U.S. Trade Representative Katherine Tai and British Trade Secretary Anne-Marie Trevelyan agreed to work in coming weeks on an "ambitious roadmap" on digitizing U.S.-UK trade, supporting small- and medium-sized businesses, building resilience in critical supply chains, and addressing the global trade impacts of Russia’s invasion of Ukraine, the statement said.
The roadmap will also look at promoting environmental protection and the transition to net zero, supporting high labor and environmental standards, and promoting innovation, it said.
Tai and Trevelyan met with stakeholders from the U.S. and UK business communities, trade unions and civil society, during the talks in Aberdeen. Those came after similar talks in Baltimore last month.
They pledged to stand with Ukraine in the face of Russian President Vladimir Putin’s "unprovoked, premeditated attack" and said they were ready to increase the economic pressure on Russia, the statement said.
Russia describes its action as a "special military operation."

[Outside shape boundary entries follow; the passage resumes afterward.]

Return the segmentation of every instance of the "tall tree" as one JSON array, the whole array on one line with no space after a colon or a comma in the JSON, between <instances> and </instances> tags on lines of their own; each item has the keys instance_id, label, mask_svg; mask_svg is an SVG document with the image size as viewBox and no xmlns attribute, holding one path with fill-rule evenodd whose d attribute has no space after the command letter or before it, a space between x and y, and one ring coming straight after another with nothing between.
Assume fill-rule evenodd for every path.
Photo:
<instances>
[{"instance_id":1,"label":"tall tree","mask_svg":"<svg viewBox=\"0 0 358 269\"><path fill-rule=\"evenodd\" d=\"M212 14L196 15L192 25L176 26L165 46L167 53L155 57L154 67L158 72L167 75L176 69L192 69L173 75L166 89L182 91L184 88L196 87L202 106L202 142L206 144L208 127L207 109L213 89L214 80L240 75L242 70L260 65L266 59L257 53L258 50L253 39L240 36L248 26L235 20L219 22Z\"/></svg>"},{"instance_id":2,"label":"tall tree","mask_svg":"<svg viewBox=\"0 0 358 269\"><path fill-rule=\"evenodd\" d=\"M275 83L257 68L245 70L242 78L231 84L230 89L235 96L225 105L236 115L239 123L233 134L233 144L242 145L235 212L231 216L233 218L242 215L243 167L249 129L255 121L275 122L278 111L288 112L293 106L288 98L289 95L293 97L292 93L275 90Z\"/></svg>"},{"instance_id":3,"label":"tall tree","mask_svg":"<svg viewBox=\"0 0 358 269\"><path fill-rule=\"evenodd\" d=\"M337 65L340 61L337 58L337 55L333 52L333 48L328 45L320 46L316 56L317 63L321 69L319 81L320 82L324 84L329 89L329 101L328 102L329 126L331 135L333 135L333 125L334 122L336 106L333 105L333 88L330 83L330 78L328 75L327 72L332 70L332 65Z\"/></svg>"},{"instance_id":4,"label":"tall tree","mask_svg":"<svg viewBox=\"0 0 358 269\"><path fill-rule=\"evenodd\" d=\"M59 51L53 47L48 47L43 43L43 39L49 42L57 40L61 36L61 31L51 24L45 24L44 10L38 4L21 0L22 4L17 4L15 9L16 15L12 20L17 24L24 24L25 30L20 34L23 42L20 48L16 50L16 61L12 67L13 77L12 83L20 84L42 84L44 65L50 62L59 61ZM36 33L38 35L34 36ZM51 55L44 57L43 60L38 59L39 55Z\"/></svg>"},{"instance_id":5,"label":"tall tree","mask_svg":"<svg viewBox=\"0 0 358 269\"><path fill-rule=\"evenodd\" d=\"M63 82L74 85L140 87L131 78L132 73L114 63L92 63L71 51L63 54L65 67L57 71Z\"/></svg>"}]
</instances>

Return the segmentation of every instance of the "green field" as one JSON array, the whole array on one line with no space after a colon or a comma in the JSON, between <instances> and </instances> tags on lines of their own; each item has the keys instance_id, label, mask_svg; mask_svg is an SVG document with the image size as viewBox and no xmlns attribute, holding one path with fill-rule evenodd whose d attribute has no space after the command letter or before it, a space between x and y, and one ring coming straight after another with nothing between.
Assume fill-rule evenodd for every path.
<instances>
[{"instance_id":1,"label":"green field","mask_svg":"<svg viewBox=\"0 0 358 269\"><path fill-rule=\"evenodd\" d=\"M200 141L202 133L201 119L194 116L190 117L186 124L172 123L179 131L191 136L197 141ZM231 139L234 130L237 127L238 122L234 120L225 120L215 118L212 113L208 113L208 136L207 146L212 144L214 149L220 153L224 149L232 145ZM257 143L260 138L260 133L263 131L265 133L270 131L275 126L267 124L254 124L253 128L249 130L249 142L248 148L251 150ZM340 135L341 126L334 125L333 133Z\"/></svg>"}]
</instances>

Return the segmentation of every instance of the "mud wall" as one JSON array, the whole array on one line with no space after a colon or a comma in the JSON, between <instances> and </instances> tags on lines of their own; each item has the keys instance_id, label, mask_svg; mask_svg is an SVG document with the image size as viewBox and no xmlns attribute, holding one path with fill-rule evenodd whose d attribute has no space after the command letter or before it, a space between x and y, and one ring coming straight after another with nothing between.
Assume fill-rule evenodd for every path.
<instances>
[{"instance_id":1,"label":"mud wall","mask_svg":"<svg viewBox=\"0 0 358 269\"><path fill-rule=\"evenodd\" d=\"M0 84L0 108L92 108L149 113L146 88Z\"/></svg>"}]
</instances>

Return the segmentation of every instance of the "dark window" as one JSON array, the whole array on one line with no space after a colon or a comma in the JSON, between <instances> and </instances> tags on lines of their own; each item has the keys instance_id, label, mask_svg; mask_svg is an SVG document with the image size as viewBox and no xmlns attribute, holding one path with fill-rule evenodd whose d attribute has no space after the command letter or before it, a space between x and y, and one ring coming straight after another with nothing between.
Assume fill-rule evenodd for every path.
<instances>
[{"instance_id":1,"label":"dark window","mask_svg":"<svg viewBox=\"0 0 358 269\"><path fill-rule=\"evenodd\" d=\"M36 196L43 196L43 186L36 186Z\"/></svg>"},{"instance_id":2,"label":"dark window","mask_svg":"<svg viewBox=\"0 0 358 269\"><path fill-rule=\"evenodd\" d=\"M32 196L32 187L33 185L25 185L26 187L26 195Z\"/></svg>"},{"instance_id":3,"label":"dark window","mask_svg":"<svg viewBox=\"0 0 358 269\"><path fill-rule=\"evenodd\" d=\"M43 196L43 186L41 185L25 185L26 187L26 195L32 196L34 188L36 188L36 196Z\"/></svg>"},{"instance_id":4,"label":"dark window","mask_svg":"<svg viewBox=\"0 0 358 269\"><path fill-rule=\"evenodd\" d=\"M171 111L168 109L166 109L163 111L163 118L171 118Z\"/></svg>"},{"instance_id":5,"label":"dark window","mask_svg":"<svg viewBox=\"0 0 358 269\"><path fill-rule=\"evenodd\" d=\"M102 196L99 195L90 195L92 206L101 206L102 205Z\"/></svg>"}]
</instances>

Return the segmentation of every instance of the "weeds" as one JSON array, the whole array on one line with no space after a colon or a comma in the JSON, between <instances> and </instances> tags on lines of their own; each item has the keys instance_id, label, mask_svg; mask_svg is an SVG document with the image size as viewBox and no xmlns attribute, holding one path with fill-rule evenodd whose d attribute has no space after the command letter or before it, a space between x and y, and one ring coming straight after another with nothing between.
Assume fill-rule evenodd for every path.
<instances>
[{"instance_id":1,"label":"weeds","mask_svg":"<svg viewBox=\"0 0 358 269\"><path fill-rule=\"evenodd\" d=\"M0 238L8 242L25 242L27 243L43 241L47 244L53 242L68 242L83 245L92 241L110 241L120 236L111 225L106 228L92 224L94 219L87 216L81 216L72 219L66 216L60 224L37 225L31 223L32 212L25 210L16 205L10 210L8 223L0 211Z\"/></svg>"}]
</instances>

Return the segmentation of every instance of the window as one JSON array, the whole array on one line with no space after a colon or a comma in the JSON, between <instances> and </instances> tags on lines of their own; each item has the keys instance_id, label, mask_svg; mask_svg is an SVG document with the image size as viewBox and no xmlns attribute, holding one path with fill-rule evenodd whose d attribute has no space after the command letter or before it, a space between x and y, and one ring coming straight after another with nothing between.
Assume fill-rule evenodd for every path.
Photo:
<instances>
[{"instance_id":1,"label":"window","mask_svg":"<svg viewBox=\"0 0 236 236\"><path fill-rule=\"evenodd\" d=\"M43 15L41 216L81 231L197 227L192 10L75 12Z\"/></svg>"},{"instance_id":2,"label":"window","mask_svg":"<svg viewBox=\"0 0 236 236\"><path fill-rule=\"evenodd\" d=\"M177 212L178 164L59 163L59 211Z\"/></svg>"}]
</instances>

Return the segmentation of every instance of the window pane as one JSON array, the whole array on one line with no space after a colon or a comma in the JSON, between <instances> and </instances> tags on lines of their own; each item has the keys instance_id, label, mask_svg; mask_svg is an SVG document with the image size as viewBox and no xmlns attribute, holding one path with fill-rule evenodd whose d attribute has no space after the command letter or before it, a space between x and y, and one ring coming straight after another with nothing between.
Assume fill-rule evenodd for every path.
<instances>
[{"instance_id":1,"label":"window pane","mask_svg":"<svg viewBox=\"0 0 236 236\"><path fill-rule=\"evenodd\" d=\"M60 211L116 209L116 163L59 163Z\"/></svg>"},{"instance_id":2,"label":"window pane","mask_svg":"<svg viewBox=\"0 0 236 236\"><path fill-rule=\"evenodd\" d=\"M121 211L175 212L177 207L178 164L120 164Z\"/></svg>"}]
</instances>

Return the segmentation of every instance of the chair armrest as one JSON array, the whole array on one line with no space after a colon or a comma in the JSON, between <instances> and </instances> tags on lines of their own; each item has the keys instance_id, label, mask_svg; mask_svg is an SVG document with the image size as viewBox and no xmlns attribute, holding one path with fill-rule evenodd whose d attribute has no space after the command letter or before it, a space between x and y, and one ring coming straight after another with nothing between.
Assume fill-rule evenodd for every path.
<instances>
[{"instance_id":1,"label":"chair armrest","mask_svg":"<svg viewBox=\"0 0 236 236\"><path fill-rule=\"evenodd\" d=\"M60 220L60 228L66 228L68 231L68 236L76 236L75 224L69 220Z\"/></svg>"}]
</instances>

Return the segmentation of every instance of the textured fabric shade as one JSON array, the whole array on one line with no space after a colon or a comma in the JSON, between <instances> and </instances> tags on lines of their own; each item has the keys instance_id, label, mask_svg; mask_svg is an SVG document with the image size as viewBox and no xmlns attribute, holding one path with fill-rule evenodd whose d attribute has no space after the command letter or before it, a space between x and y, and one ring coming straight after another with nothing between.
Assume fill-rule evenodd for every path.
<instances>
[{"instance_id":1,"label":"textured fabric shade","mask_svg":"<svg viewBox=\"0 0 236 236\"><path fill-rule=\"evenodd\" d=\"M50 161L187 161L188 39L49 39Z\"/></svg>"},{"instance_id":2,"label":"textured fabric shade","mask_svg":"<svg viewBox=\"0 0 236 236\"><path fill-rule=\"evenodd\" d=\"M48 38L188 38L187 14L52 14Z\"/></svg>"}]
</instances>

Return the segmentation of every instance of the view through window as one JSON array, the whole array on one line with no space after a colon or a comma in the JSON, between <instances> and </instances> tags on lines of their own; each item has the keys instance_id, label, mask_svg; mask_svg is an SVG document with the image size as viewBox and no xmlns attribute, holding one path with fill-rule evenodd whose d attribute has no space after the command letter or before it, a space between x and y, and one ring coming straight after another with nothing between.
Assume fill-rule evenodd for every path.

"Ministers agreed that their officials would remain closely coordinated, and they will encourage other international partners, including the (Group of Seven advanced economies) and other (World Trade Organization) members, to take action in support of Ukraine’s economic recovery," the statement said.
The date of the June meeting in Boston was not disclosed.
Given the lack of progress on a broad U.S.-UK trade agreement, Britain is working with about 20 U.S. states to secure individual trade deals as soon as next month, trade policy minister Penny Mordaunt told parliament last week.
Britain and the United States entered into formal negotiations about a bilateral trade deal under the former Trump administration, but the government of President Joe Biden shelved those talks to focus more on specific challenges such as labor rights, supply chains and the low-carbon transition.